Here we have total number of balls;
$3 + 4 + 5 = 12$
And we have to select three balls from a total of $12$ balls. So we have :
$n = 12,r = 3$
We can write this expression as
$^{12}{C_3}$
Now by putting the value in the formula we can write:
$\dfrac{{n!}}{{r!\left( {n - r} \right)!}} = \dfrac{{12!}}{{3!(12 - 3)!}}$
We can simplify the factorial values and it gives us
$\dfrac{{12 \times 11 \times 10 \times 9!}}{{3 \times 2 \times 9!}}$

Now it gives us the value:
$4 \times 11 \times 5 = 220$
Now we will calculate all the favourable cases of this combination:
Since we have to find the probability of all three balls of different colours, we will calculate the combination of one ball from each.
First we have a total number of red balls $3$.
And we have to select one red from a total $3$ balls . Here we have: $n = 3,r = 1$.
Now by putting the value in the formula we can write:
$\dfrac{{n!}}{{r!\left( {n - r} \right)!}} = \dfrac{{3!}}{{1!(3 - 1)!}}$
On simplifying it gives us :
$\dfrac{{3 \times 2!}}{{2!}} = 3$
Second we have a total number of white balls $4$.

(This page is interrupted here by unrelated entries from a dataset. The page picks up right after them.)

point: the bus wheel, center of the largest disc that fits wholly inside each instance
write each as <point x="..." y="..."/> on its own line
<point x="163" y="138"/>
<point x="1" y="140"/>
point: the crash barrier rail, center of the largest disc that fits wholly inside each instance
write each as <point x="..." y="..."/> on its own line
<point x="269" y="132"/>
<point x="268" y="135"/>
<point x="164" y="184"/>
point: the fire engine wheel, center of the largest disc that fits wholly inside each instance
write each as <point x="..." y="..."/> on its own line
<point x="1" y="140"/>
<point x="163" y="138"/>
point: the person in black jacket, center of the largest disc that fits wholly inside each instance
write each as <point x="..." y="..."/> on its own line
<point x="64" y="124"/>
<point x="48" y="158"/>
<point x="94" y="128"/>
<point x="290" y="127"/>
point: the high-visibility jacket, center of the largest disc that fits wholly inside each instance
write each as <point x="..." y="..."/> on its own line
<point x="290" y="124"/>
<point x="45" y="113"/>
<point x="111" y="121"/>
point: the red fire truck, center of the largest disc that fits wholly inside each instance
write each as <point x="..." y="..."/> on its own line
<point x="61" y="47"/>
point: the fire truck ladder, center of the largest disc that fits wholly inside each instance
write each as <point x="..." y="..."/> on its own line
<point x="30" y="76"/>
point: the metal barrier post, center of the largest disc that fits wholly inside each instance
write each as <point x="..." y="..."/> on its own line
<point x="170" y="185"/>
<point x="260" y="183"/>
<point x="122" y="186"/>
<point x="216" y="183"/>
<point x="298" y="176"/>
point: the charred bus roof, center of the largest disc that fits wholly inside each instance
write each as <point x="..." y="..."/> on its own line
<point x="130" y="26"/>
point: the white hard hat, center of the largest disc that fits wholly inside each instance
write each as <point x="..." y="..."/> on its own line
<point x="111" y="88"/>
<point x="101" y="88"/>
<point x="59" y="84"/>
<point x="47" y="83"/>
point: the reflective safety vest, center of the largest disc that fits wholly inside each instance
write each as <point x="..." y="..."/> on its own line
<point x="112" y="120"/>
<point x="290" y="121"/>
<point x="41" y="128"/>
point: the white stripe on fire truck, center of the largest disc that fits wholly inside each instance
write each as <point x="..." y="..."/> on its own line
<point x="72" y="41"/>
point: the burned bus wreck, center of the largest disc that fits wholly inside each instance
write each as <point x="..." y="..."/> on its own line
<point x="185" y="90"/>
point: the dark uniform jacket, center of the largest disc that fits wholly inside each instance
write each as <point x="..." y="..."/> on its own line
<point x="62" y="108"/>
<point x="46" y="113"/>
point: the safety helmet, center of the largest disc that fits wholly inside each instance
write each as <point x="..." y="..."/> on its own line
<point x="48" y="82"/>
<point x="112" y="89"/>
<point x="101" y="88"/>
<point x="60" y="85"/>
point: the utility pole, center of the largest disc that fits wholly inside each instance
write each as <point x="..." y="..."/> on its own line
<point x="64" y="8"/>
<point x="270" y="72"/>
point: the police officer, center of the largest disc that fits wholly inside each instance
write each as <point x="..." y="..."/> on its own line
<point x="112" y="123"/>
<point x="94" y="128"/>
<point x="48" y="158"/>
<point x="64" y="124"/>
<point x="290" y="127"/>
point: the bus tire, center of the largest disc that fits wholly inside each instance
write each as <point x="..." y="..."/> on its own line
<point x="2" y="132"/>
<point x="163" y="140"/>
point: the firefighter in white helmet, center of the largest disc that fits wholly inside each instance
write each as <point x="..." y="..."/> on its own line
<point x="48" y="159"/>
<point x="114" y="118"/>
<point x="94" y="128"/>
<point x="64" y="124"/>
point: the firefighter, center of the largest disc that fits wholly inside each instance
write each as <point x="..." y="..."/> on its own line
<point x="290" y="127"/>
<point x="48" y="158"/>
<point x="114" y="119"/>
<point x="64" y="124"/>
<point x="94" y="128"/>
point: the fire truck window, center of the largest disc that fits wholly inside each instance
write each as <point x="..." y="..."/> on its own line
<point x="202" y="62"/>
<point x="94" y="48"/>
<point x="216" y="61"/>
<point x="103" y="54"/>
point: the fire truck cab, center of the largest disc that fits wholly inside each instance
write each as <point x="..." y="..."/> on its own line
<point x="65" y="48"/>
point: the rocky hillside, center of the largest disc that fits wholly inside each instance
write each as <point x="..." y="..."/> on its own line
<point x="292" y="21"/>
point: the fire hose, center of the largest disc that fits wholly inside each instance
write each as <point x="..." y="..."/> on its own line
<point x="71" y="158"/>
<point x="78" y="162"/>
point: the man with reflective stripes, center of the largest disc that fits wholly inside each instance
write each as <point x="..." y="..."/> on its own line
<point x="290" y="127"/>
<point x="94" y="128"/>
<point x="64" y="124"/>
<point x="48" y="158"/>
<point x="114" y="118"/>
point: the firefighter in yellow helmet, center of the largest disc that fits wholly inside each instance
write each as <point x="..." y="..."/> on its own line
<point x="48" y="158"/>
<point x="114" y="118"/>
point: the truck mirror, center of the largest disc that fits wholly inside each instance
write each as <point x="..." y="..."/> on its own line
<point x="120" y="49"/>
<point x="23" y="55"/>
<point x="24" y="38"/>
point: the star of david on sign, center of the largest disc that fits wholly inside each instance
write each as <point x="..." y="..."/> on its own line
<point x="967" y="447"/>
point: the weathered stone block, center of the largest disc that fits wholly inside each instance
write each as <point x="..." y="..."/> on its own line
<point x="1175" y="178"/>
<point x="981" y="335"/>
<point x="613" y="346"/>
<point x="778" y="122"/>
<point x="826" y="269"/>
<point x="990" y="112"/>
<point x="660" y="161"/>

And we have to select one white ball from a total $4$ balls . So we have the values: $n = 4,r = 1$.
Now by putting the value in the formula we can write:
$\dfrac{{n!}}{{r!\left( {n - r} \right)!}} = \dfrac{{4!}}{{1!(4 - 1)!}}$
On simplifying it gives us the values:
$\dfrac{{4 \times 3!}}{{3!}} = 4$
Now we have a total number of black balls $5$. And we have to select one black from a total $5$ black balls . So we have :
$n = 5,r = 1$
Similarly as above by putting the value in the formula we can write:
$\dfrac{{n!}}{{r!\left( {n - r} \right)!}} = \dfrac{{5!}}{{1!(5 - 1)!}}$
On further simplifying it gives us the value :
$\dfrac{{5 \times 4!}}{{4!}} = 5$

We know the formula of probability i.e. $\dfrac{\text{No. of favourable outcomes}}{\text{Total number of outcomes}}$.
We will apply this now to solve further problems.
Now we have the total number of favourable outcomes i.e.
$3 \times 4 \times 5$
And we have total number of outcomes
$220$
Now we can put the values in the formula and it gives:
$\dfrac{{3 \times 4 \times 5}}{{220}} = \dfrac{{60}}{{220}}$
We can simplify the value, and it gives: $\dfrac{3}{{11}}$.

Hence the correct option is A.

Note: We should know that probability is the prediction of a particular outcome of a random event. It is a set of all the possible outcomes for a random experiment. We should note that if in the question it is given that we have to arrange the balls in a specific order, then we will use the formula of Permutation.